Maria Eberle und das Ende der Hexenverfolgungen
Text: Cornelius Goop
Die Frau als «Hexe» ist ein alter, frauenfeindlicher Topos. Besonders tragische Folgen zeigte er in der Hochzeit der europäischen Hexenverfolgungen im 16. und 17. Jahrhundert, als die mit dem Teufel im Bunde stehende und Schaden zaubernde Hexe in wirtschaftlichen Notlagen und sozialen Konflikten als Sündenbock diente. Die viel später entstandene feministische Deutung der Hexenverfolgung als patriarchalischer Kampf gegen emanzipierte, «weise Frauen» gilt heute in der Forschung jedoch als widerlegt. Jedenfalls waren die Opfer der Hexenverfolgung mehrheitlich weiblich, wenn auch keineswegs ausschliesslich. Das gilt auch für das Gebiet des späteren Fürstentums Liechtenstein, das zwischen dem Ende des 16. und der zweiten Hälfte des 17. Jahrhunderts mit etwa 200 Todesurteilen bei Hexenprozessen zu den Epizentren der europäischen Hexenverfolgungen gehörte.

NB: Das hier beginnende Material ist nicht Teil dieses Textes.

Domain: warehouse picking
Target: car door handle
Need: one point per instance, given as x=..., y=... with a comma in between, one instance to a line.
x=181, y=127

Gut dokumentiert ist die letzte, besonders intensive Prozessserie von 1679 bis 1680, bei der ungefähr zur Hälfte Männer hingerichtet wurden.
Wesentlich zum Ende der Hexenprozesse in der Grafschaft Vaduz und der Herrschaft Schellenberg beigetragen hat das mutige Handeln einer Frau, die bis heute im öffentlichen Bewusstsein kaum bekannt ist: Maria Eberle aus Planken.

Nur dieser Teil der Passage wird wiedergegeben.